My question is about preprocessing csv files before inputing them into a neural network.
I want to build a deep neural network for the famous iris dataset using tflearn in python 3.
Dataset: http://archive.ics.uci.edu/ml/machine-learning-databases/iris/iris.data
I'm using tflearn to load the csv file. However, the classes column of my data set has words such as iris-setosa, iris-versicolor, iris-virginica.
Nueral networks work only with numbers. So, I have to find a way to change the classes from words to numbers. Since it is a very small dataset, I can do it manually using Excel/text editor. I manually assigned numbers for different classes.
But, I can't possibly do it for every dataset I work with. So, I tried using pandas to perform one hot encoding.
preprocess_data = pd.read_csv("F:\Gautam\.....\Dataset\iris_data.csv")
preprocess_data = pd.get_dummies(preprocess_data)
But now, I can't use this piece of code:
data, labels = load_csv('filepath', categorical_labels=True,
n_classes=3)
'filepath' should only be a directory to the csv file, not any variable like preprocess_data.
Original Dataset:
Sepal Length Sepal Width Petal Length Petal Width Class
89 5.5 2.5 4.0 1.3 iris-versicolor
85 6.0 3.4 4.5 1.6 iris-versicolor
31 5.4 3.4 1.5 0.4 iris-setosa
52 6.9 3.1 4.9 1.5 iris-versicolor
111 6.4 2.7 5.3 1.9 iris-virginica
Manually modified dataset:
Sepal Length Sepal Width Petal Length Petal Width Class
89 5.5 2.5 4.0 1.3 1
85 6.0 3.4 4.5 1.6 1
31 5.4 3.4 1.5 0.4 0
52 6.9 3.1 4.9 1.5 1
111 6.4 2.7 5.3 1.9 2
Here's my code which runs perfectly, but, I have modified the dataset manually.
import numpy as np
import pandas as pd
import tflearn
from tflearn.layers.core import input_data, fully_connected
from tflearn.layers.estimator import regression
from tflearn.data_utils import load_csv
data_source = 'F:\Gautam\.....\Dataset\iris_data.csv'
data, labels = load_csv(data_source, categorical_labels=True,
n_classes=3)
network = input_data(shape=[None, 4], name='InputLayer')

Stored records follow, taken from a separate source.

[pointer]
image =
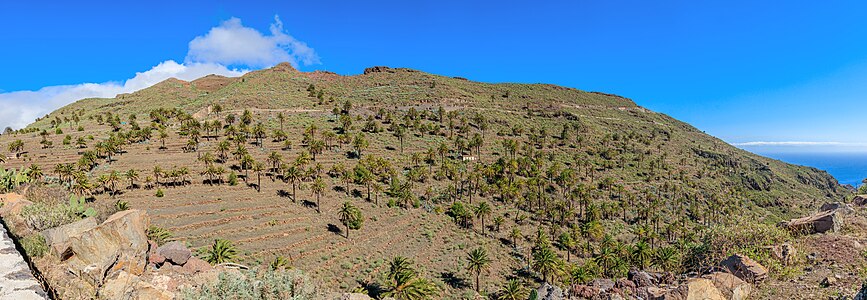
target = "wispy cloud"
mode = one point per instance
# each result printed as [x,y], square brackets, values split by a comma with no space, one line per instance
[230,43]
[791,143]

network = fully_connected(network, 9, activation='sigmoid', name='Hidden_Layer_1')
network = fully_connected(network, 3, activation='softmax', name='Output_Layer')
network = regression(network, batch_size=1, optimizer='sgd', learning_rate=0.2)

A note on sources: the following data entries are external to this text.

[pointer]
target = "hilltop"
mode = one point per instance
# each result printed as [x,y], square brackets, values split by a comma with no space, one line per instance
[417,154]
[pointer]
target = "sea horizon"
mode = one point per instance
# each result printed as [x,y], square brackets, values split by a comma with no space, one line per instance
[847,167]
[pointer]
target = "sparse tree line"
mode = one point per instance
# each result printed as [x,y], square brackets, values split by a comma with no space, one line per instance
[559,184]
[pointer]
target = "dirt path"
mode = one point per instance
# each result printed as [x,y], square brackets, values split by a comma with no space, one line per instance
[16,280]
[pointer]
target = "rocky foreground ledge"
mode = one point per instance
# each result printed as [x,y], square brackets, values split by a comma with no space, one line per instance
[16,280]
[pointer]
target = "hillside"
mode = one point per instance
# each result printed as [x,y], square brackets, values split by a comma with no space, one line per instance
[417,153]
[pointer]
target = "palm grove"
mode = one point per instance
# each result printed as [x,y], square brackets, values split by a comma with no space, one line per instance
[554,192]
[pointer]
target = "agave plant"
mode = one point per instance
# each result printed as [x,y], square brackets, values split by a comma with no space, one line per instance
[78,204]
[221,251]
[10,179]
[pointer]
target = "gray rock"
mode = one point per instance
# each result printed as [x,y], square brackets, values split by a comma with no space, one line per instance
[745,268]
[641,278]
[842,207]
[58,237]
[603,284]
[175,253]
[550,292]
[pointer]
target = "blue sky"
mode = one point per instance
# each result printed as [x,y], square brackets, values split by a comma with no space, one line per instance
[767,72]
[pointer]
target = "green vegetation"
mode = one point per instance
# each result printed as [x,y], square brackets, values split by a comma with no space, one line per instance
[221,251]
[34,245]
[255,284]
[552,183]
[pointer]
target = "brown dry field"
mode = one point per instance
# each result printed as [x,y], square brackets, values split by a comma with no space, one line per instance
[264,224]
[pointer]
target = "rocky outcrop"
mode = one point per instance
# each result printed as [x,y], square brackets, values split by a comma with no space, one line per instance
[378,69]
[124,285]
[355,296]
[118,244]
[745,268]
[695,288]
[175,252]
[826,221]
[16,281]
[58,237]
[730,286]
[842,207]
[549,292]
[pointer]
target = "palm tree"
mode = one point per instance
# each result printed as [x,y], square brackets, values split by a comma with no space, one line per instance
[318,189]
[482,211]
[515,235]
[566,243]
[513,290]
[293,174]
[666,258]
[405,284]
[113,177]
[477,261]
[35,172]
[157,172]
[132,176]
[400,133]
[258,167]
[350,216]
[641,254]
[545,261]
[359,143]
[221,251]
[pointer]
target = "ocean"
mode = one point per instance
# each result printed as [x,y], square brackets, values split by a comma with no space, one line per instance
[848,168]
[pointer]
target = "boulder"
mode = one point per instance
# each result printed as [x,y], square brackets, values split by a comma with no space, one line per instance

model = tflearn.DNN(network)
model.fit(data, labels, show_metric=True, run_id='iris_dataset', validation_set=0.1, n_epoch=2000)
I want to know if there's any other built-in function in tflearn (or in any other module, for that matter) that I can use to modify the value of my classes from words to numbers. I don't think manually modifying the datasets would be productive.
I'm a beginner in tflearn and neural networks also. Any help would be appreciated. Thanks.
Use label encoder from sklearn library:
from sklearn.preprocessing import LabelEncoder,OneHotEncoder
df = pd.read_csv('iris_data.csv',header=None)
df.columns=[Sepal Length,Sepal Width,Petal Length,Petal Width,Class]
enc=LabelEncoder()
df['Class']=enc.fit_transform(df['Class'])
print df.head(5)
if you want One-hot encoding then first you need to labelEncode then do OneHotEncoding :
enc=LabelEncoder()
enc_1=OneHotEncoder()
df['Class']=enc.fit_transform(df['Class'])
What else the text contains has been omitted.